LONDON - A $55 billion transaction in which Russian state-controlled OAO Rosneft will acquire TNK-BP from BP PLC and the AAR consortium of Soviet-born tycoons is expected to close by the end of the month, three people familiar with the matter said this week.
The deal will transform both companies: it will make the British oil giant a one-fifth holder of the Kremlin's oil champion, while Rosneft will end up controlling about one-third of crude output in Russia, cementing its position as the world's largest publicly traded oil company.
BP hopes the deal will give it access to the Russian Arctic and other potential prospects such as the massive Bazhenov shale-oil resources in western Siberia.
Approval from the European Union's antitrust authorities Friday for the deal was the last major hurdle to be cleared and the transaction will close once the lawyers have finished due diligence on the documentation, the people said.
"There aren't any other major unresolved issues outstanding – there's a lot of technical work to be done for a transaction of this size, but it's all going very smoothly," one person familiar with the matter said.
The loan financing has yet to be drawn down, and that will take place once the contracts are completed and signed, said a loan financier on the deal.
The two companies had originally said they expected the deal to complete in the first half of 2013.
Rosneft's takeover of TNK-BP marks a major milestone in President Vladimir Putin's reassertion of Kremlin control over oil production, much of which was sold off under the privatizations of the 1990s to well-connected tycoons like AAR's owners.

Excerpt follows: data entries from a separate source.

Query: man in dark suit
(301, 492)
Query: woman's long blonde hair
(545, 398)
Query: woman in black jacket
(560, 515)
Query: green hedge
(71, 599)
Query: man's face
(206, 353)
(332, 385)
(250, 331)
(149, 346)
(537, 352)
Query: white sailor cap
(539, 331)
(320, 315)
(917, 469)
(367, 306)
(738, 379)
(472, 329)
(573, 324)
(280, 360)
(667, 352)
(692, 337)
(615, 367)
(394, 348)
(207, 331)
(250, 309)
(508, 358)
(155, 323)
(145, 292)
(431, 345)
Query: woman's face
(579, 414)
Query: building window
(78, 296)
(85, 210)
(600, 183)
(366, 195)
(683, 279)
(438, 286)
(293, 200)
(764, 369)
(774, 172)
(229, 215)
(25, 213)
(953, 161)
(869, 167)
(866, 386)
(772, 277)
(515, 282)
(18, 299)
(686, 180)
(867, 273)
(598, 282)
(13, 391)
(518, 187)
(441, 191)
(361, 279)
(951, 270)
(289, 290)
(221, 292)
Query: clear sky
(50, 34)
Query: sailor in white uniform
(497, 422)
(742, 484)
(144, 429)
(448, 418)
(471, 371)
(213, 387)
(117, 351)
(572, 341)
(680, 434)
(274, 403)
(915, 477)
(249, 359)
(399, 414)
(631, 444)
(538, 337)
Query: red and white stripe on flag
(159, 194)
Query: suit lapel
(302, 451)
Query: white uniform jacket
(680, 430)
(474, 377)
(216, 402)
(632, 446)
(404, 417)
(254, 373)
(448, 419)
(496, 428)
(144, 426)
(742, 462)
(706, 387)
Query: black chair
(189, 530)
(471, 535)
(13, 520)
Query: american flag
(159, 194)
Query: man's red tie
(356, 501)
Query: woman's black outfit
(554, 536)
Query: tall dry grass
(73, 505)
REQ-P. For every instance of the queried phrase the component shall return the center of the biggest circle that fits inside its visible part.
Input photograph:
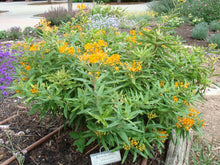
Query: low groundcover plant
(124, 90)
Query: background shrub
(29, 31)
(206, 9)
(215, 39)
(176, 22)
(58, 15)
(107, 10)
(200, 31)
(214, 25)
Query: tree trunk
(70, 7)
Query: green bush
(204, 9)
(126, 91)
(215, 39)
(214, 25)
(200, 31)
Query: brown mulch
(58, 150)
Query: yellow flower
(22, 63)
(175, 99)
(62, 49)
(81, 7)
(146, 29)
(141, 34)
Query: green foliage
(3, 34)
(124, 91)
(176, 22)
(29, 31)
(215, 39)
(58, 15)
(200, 31)
(204, 9)
(214, 25)
(104, 10)
(202, 153)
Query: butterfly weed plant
(124, 90)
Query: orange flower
(176, 84)
(132, 32)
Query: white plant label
(105, 157)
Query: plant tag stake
(105, 157)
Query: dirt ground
(58, 150)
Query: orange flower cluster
(134, 67)
(134, 143)
(94, 54)
(193, 113)
(132, 32)
(190, 120)
(185, 122)
(132, 39)
(34, 89)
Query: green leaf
(80, 143)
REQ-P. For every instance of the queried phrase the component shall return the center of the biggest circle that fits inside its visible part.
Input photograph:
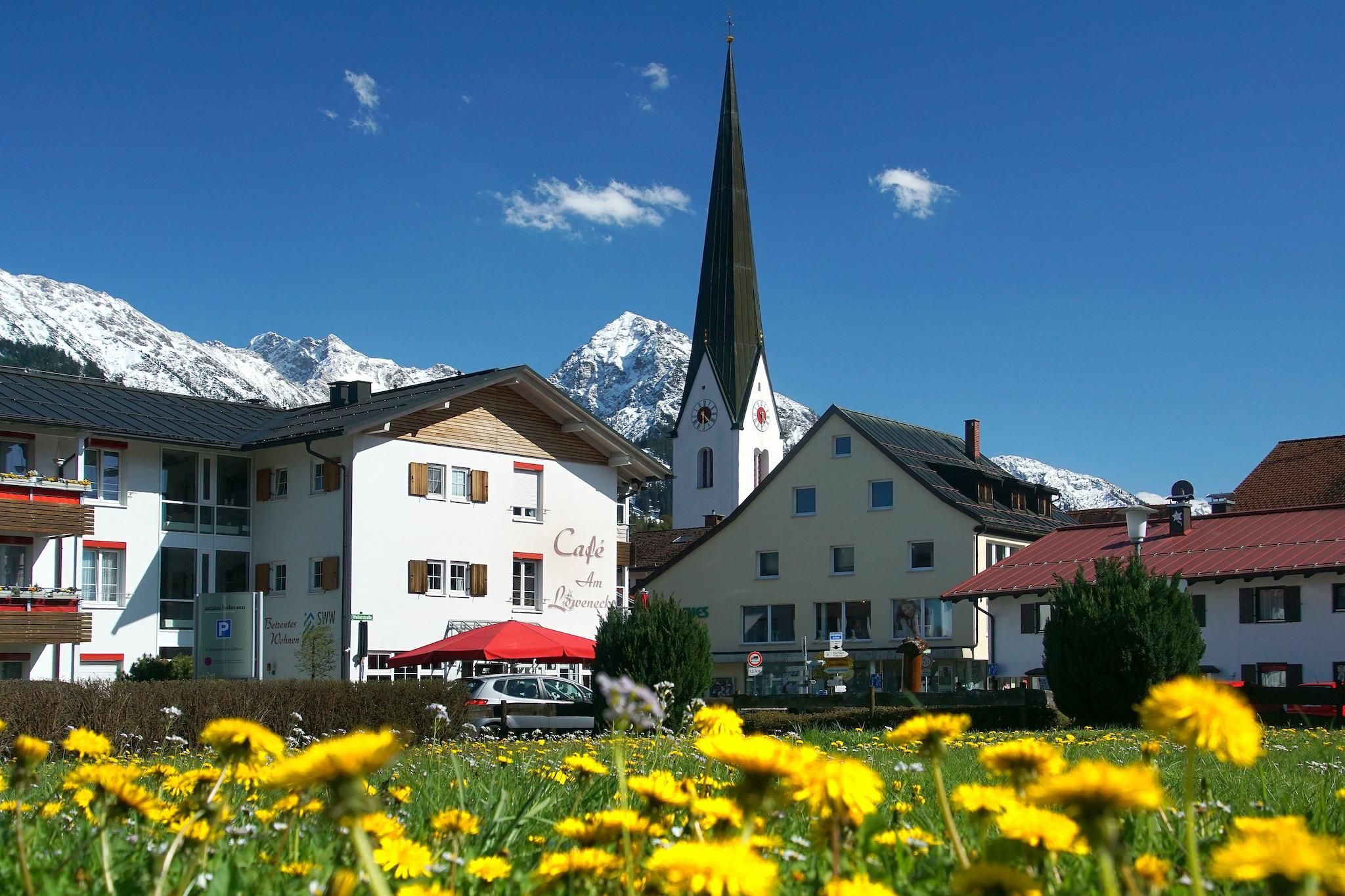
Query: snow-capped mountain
(1080, 490)
(632, 372)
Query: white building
(430, 508)
(1268, 589)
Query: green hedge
(50, 708)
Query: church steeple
(728, 310)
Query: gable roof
(914, 449)
(1220, 545)
(99, 406)
(1296, 473)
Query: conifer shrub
(651, 643)
(1110, 640)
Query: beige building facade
(858, 532)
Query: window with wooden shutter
(331, 475)
(477, 580)
(418, 476)
(417, 575)
(481, 486)
(331, 574)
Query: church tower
(728, 433)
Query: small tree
(1109, 641)
(317, 648)
(653, 643)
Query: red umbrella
(513, 640)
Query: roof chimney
(973, 440)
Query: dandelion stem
(937, 767)
(1197, 880)
(366, 857)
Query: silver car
(535, 702)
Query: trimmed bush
(1109, 641)
(653, 643)
(49, 710)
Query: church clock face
(704, 414)
(761, 417)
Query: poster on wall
(228, 636)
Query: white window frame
(911, 555)
(97, 589)
(436, 570)
(466, 578)
(794, 504)
(443, 482)
(841, 547)
(518, 591)
(467, 484)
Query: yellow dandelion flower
(404, 857)
(844, 789)
(87, 743)
(455, 821)
(1042, 828)
(993, 880)
(1153, 870)
(1024, 759)
(930, 731)
(489, 868)
(717, 719)
(337, 759)
(584, 765)
(858, 885)
(242, 740)
(1207, 715)
(715, 868)
(1095, 788)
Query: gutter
(345, 661)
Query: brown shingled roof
(1296, 473)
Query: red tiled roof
(1216, 547)
(1296, 473)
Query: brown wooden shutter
(417, 576)
(1197, 606)
(1293, 603)
(418, 476)
(1246, 605)
(331, 475)
(331, 574)
(481, 486)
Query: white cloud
(554, 205)
(366, 93)
(912, 190)
(658, 75)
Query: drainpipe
(346, 538)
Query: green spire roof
(728, 310)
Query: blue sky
(1134, 270)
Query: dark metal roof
(728, 309)
(53, 399)
(929, 456)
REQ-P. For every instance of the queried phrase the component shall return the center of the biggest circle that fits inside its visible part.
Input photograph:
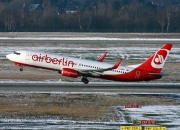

Since Mr. Putin came to power in 2000, the tide has turned in an industry the Kremlin depends on both as a source of international influence and more than half of all tax revenues.
The transaction also enables BP to reap a windfall from the sale of its stake in Russia's third-largest oil producer, which it paid around $8 billion for in 2003 but which has returned around $19 billion in dividends.
The deal is a vindication for BP Chief Executive Bob Dudley, who suffered a major setback last year when his previous effort to partner with Rosneft in Russian oil exploration was blocked by opposition from AAR.